Have a nice winter festival, Y'all!

This Happy Ethical Human will celebrate the season and 
return in the new year (with resolutions, no doubt!).

Thursday, December 14, 2023

The Light of Ethical


At this time of the year, there are many festivals that focus on light.  December 21 is typically identified as the first day of winter; it is the winter solstice, the day when the northern half of the planet is tilted farthest away from the sun and begins to reverse its tilt.  This reversal is, to many humans throughout history, the return of the light.  Days now will become longer.  It is, to many of us, a promise that spring will eventually come again and the earth will warm and produce its bounty.

I ran across a different kind of festival in my research on Ethical Culture.  The New York Meeting House was built by October 1910 (I can't find the date for the groundbreaking ceremony) and dedicated, first, to its Ethical and Religious Purposes and, then, to its Civic Uses in ceremonies on October 23 and 24, 1910.  Included in those ceremonies was a poem written by Percival Chubb, called simply "Dedication Ode."  

I'm no judge of poetry, so I can't suggest how this poem might rate in form or language, but the idea of the light is a powerful one for me.  I am sensitive to the changes that we experience as the seasons pass when the light changes (and the temperature as well).  I imagine the delight of those first humans to "capture" fire and then to discover how to "make" it, turning the dark of night into something nearer day, gaining both warmth and the comfort of light to their camp.  I imagine living more in tune with the seasons, knowing what the earth will produce as the light and the temperature changes (if the rains come on time), having my life channeled by the boundaries of nature's time, not that of humans.  

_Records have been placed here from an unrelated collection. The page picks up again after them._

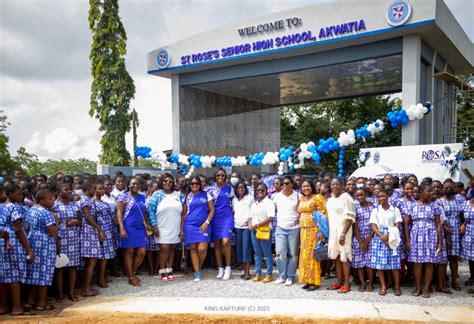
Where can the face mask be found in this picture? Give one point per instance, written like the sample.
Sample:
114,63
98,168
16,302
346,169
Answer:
449,192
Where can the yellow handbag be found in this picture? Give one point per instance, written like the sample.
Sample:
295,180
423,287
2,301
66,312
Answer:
263,233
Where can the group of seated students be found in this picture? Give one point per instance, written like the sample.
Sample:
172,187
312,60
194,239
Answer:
400,229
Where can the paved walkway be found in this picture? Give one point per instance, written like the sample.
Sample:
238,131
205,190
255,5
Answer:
275,308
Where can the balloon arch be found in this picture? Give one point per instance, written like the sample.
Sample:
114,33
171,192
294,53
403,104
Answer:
294,157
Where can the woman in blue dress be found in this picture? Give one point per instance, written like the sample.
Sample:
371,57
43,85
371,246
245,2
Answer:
223,221
104,220
197,214
42,238
69,235
132,217
14,260
91,237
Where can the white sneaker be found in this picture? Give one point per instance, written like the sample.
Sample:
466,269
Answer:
279,281
226,273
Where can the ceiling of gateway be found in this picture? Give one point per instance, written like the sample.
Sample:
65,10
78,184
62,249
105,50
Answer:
381,75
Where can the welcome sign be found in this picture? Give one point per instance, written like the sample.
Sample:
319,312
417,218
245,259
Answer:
421,160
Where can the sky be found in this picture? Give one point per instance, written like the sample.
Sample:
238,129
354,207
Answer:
45,69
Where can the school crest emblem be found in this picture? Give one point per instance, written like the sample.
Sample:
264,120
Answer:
398,13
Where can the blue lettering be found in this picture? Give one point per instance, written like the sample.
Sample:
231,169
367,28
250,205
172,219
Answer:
322,34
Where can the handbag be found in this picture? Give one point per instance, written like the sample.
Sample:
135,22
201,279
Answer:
263,233
321,251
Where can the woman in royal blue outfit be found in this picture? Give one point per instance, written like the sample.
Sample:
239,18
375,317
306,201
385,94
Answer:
132,218
223,221
197,214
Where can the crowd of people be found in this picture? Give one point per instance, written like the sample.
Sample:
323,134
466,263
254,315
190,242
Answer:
69,230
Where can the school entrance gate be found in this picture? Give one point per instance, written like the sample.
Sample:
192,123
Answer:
228,83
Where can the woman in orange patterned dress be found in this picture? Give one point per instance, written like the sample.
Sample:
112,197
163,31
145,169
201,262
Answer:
309,271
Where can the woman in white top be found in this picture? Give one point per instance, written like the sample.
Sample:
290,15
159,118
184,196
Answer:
383,219
287,236
262,213
243,243
341,215
165,210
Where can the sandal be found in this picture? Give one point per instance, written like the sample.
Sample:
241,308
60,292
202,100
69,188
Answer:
416,292
334,286
73,298
90,293
343,290
444,291
44,308
134,281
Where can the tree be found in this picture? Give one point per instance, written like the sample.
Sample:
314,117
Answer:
112,87
7,164
304,123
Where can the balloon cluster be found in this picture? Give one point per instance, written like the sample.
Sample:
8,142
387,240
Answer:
363,132
341,163
346,139
398,117
143,151
416,111
376,127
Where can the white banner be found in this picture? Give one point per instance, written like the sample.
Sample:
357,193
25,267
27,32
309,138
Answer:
422,160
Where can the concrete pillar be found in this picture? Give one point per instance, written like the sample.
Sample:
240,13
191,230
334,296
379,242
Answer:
175,123
411,85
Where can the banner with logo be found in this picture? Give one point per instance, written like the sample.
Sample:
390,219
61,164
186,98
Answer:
438,161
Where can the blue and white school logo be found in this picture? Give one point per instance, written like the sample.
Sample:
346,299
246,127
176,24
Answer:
398,12
163,58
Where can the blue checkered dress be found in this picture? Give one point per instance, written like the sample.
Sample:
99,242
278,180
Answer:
90,244
467,242
104,220
69,235
423,233
41,271
405,206
381,256
452,210
361,259
13,261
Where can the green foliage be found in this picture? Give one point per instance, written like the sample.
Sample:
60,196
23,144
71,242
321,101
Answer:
149,163
7,164
112,87
304,123
31,165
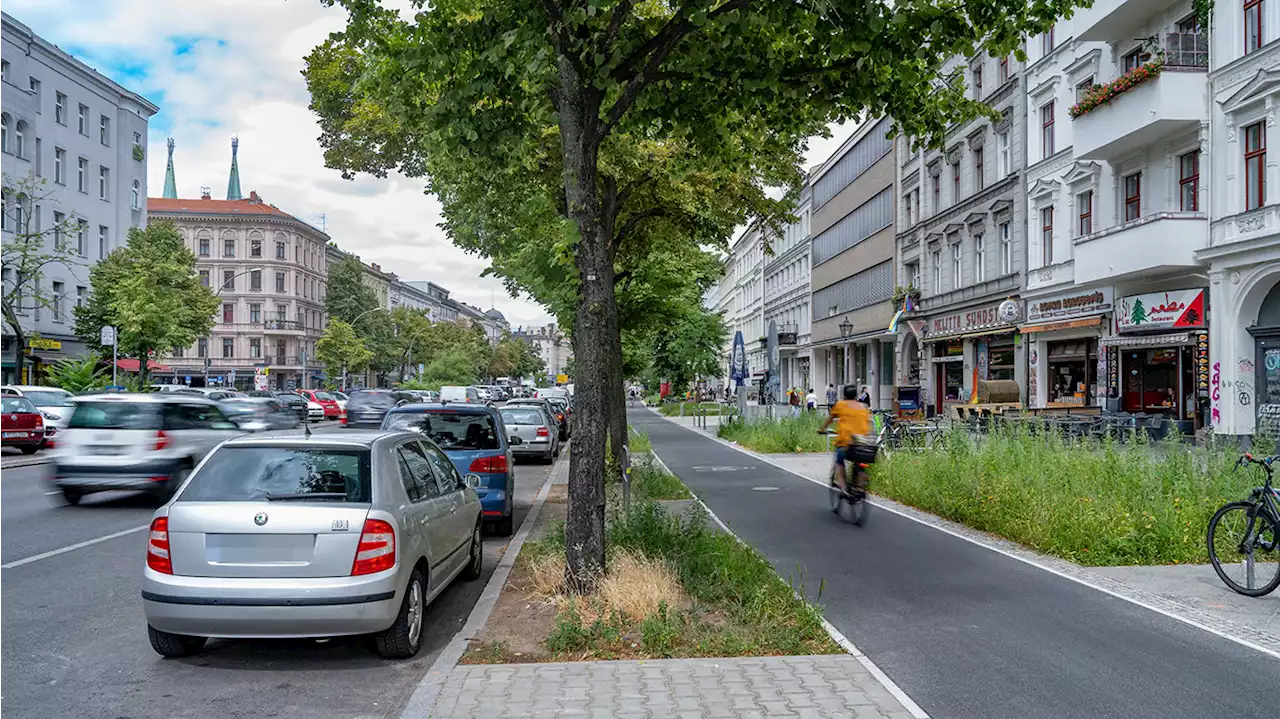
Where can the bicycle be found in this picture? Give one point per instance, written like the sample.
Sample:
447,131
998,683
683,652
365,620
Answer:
1235,558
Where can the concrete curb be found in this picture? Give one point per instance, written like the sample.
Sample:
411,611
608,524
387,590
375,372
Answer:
423,701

In The Ethical Society of Austin, when we mark the beginning of our Ethical discussion, we light a candle and say ritual words:  "May we kindle within ourselves the light of understanding, the warmth of compassion, and the fire of commitment."  These concepts are very meaningful to me.  When I light a candle here in my home, I sometimes utter them as a reminder of how powerful such a light can be. I light a candle and think of how much such a tiny light can mean when the world is dark and so are the hearts of men.

One thing that our candle lighting ritual does not encompass is that comfort that humans have felt in the presence of a burning light.  It pushed back the darkness and gave a slight sense of increased safety.  It included hope that the time of darkness would end and the full light of day would return, but for now . . . just for a while . . . the world is not so dark.

Percival Chubb's "Dedication Ode" spoke to me as the lighted candle does.  He talked about the nature of the light that he saw in the Meeting House, emphasizing that it was not supernatural, but produced by humans:

Flame of the kindled heart by which we love;
Light of the single mind by which we see.

He then calls on that light to bind us together:

Blend all our separate lights to one great whole
As in one perfect fellowship of soul;
That in the pure effulgence we may see
The splendor of the prophecy
Of man harmonious in the true society.

It is, however, the ending of the poem which speaks to me with the strongest emotion:

When low our spirit's flickering flame may burn
And our feet falter on their starward way.
Hither our steps unwittingly shall stray.
Hither our longing turn.
Here to the quiet and the calm;
Here to the peace . . . the light . . . the fire.

The peace, the light, the fire--the comfort that comes from Ethical when we see each other with understanding and compassion, committing ourselves to cherish the best in each other with our own best selves.